2. A opção preferencial pelos pobres como traço marcante da Teologia
Latino-americana e presente na Laudato Si’
A opção pelos pobres não é uma novidade para a Igreja Católica, mas foi reassumida no pontificado de Francisco com uma força impressionante. Esta
característica marca em especial a Igreja latino-americana, e é esta marca que
pretendemos mostrar na primeira parte deste capítulo. Em seguida, olharemos atentamente para esta temática também presente na LS.

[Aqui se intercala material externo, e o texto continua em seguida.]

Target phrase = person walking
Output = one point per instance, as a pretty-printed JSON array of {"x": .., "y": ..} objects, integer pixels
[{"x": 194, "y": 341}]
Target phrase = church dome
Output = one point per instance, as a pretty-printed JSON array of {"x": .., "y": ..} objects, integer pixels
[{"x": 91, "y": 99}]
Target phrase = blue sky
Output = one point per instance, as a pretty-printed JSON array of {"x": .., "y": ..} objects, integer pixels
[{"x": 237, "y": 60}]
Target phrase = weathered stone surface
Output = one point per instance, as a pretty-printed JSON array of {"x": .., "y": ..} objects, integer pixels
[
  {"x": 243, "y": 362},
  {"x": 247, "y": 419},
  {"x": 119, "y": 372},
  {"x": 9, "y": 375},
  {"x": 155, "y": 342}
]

2.1. A opção preferencial pelos pobres como traço marcante da Teologia da
Libertação
O teólogo da Libertação Pablo Richard divide em dois momentos
históricos a Teologia da Libertação (TL): “nascimento e maturação (1962-1989) e, agora, outro, de redefinição, fortalecimento e expansão (desde
1989)”.26 Como elemento que constitui a fase inicial da TdL, Richard apresenta
a opção preferencial pelos pobres (OPP): 1) Opção preferencial pelos pobres: raiz e estrutura básica e permanente
de toda a TL. É a perspectiva que nos diferencia das teologias
progressistas do Primeiro Mundo, que nascem do diálogo com as ciências
sociais e a secularização. Na opção pelos pobres, estes são sujeitos do
Reino de Deus na construção de uma sociedade alternativa. A opção
pelos pobres é a opção contra a pobreza e por uma sociedade na qual
caibam todos e todas, em harmonia com a natureza.27
Mas a quem se refere a TdL quando diz “pobre”? Bingemer descreve as
categorias “pobre e pobreza” inspirada no entendimento de Gustavo Gutiérrez,
descrita em sua obra Teologia e Libertação de 1971:
26 RICHARD, P., Força ética e espiritual da Teologia da Libertação, p.21. 27 RICHARD, P., Força ética e espiritual da Teologia da Libertação, p. 25.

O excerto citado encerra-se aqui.